I can confirm that without calibration, I couldn't get any lightings detected during several thunderstorms. I tried with various noise floor settings, but never managed to get it working.

I've measured oscillator frequency and when ~divided~ multiplied by div_ratio, i got ~510kHz, which is an optimal value according to the documentation (500kHz +/- 3.5%) so ~i~ no capacitance tuning is needed. It also means that it should have successfully detected lightings, which it didn't. I think missing calibration can be reason for this.

I've build a proof of concept implementation, which enables antenna trimming mode and basic calibration. Note, that for fully automatic calibration - we should enable trimming mode, measure frequency of signal from INT pin, multiply that by div_ratio and check if matches 500kHz +/- 3.5%, if not - adjust parameters accordingly. At the moment I don't have time and knowledge to implement antenna trimming. I've also checked AS3935 sensors I had in my workshop - both of them seem to work in optimal range, without need of any change - so I think that even though my PR solves calibration issue only partially, it could make situation better for users, who have sensors with correctly trimmed antenna frequency.

I haven't been touching C for a while, so please review and test https://github.com/esphome/esphome/pull/2084 thoroughly. My units have those changes in place and seem to work. Still need to wait for next thunderstorm to check, if sensor readings got better... Any help with unit tests is appreciated!

drawgas commented 1 year ago

Any chance we could revive this and get @marek-obuchowicz changes merged?
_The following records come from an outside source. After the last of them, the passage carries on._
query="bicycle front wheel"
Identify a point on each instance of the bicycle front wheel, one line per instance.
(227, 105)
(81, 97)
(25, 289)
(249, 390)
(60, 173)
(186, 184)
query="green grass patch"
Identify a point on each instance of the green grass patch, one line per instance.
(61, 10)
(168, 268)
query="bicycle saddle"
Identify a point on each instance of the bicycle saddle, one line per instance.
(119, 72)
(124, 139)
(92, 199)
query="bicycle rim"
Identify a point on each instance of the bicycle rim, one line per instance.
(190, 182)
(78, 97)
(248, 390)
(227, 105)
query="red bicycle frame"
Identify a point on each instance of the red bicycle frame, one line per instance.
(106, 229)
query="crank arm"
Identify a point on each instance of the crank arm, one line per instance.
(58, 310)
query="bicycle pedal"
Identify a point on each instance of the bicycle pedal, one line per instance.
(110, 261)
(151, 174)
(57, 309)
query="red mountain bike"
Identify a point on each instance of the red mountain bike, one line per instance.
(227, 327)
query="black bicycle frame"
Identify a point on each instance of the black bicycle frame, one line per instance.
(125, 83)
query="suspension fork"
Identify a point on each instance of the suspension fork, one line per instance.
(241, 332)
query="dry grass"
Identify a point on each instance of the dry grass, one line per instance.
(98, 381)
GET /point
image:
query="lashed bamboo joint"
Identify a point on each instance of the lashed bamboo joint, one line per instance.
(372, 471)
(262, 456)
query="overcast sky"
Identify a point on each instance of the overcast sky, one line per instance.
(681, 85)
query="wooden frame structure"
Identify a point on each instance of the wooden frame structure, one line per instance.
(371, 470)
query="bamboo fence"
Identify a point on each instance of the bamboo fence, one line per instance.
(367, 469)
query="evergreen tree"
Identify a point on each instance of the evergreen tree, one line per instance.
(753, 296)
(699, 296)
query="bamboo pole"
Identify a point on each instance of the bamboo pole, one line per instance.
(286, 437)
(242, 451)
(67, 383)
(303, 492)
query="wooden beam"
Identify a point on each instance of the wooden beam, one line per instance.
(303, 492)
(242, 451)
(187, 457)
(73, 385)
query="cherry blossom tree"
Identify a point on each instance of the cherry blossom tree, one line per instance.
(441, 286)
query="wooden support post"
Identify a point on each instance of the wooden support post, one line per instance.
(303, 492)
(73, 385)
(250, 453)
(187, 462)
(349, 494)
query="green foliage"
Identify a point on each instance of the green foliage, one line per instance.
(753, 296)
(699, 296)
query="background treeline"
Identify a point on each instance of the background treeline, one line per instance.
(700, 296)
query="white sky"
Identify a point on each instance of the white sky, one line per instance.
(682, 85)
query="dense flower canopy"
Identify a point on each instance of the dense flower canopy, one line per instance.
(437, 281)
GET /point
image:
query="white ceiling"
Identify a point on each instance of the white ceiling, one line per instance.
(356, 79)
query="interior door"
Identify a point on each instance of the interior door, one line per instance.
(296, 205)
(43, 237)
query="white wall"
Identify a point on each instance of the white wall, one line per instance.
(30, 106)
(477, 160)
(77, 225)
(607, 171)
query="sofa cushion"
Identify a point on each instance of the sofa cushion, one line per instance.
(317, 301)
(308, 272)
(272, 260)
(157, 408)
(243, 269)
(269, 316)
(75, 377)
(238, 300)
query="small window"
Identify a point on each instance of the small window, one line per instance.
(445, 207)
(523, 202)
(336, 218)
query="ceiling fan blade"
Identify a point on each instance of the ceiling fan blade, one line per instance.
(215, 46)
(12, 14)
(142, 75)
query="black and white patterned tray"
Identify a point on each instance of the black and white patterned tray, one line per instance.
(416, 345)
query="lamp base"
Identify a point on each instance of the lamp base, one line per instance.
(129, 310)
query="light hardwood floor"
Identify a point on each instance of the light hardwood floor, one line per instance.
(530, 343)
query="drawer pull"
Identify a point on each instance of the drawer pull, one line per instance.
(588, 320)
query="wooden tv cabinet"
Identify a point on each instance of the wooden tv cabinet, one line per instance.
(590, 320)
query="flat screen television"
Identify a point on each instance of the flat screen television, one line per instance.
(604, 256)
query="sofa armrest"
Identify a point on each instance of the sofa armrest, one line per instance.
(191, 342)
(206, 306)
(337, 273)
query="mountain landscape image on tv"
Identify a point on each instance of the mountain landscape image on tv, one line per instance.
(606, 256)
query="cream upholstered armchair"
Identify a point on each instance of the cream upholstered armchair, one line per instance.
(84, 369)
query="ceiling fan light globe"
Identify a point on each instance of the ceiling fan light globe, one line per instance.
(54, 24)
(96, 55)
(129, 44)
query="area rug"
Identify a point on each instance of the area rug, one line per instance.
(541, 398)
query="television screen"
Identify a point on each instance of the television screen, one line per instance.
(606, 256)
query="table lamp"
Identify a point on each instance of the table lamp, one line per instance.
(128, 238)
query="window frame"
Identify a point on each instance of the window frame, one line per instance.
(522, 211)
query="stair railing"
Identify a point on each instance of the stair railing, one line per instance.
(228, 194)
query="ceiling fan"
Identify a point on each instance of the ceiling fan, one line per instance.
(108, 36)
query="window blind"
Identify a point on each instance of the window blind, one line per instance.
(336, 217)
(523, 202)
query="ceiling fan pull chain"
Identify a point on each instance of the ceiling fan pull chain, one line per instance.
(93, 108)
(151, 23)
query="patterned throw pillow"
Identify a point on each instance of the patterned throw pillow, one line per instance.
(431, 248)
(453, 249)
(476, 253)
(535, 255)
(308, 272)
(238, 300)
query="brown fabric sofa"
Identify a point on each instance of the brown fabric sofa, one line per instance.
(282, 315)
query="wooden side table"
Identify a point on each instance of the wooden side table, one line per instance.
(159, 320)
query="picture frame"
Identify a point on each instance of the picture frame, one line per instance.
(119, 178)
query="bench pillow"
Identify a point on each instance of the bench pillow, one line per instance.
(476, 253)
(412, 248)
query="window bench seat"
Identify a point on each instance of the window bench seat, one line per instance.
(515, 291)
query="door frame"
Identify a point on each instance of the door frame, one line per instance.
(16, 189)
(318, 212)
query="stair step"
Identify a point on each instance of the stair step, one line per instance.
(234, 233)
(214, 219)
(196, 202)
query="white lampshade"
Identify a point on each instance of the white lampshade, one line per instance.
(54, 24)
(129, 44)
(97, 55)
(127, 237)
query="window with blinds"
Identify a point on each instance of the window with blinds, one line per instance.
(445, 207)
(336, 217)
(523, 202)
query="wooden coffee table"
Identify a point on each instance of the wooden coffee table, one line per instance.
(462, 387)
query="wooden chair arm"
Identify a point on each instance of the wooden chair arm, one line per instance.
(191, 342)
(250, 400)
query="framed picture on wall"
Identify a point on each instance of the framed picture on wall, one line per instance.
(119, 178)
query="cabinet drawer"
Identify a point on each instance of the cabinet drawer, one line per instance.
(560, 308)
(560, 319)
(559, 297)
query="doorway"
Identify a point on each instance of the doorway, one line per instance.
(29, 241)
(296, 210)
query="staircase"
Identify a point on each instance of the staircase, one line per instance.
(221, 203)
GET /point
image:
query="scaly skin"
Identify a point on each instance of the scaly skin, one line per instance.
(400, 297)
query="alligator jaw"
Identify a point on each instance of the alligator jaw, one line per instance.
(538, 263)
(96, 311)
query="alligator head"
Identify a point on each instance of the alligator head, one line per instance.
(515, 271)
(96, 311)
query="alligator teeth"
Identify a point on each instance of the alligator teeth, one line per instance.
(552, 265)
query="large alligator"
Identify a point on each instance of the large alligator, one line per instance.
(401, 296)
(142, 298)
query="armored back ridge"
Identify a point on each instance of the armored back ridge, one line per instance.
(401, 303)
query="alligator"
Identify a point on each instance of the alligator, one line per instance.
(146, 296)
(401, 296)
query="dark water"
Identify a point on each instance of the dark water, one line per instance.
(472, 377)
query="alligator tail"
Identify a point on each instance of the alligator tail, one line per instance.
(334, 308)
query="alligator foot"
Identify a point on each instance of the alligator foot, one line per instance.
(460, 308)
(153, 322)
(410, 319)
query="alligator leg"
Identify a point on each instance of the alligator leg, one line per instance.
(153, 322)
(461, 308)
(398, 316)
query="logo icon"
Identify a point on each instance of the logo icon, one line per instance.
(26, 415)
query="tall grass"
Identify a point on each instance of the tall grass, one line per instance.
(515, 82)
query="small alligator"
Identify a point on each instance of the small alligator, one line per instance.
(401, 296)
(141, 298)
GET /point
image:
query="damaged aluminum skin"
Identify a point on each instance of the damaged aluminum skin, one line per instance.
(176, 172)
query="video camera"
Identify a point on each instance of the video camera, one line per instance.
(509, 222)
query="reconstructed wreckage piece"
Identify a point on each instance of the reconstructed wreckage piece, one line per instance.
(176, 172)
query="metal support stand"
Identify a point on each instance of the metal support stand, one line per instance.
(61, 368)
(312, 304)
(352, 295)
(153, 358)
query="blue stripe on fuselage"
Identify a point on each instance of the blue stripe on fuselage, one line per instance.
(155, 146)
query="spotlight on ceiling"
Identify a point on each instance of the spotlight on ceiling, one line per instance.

mveinot commented 1 year ago

Also requesting this code/feature be reopened/merged.

marek-obuchowicz commented 12 months ago

I can sadly only say that I do not have time/capacity to work on this, especially that it requires access to hardware which I don't have next to me right now. If someone can pick it up, I would be very appreciated, apparently this PR brings value to community, it would be therefore pity to have it not merged as it's "almost ready" and needs only small refactoring.

mveinot commented 12 months ago

I am attempting to take this up and get the changes cleaned up for resubmission.

mveinot commented 12 months ago

You can follow any progress here https://github.com/esphome/esphome/pull/5366

I've merged it against the current dev branch and implemented all the requested changes. It's gotten through the automated CI tests. Just waiting for a human code review.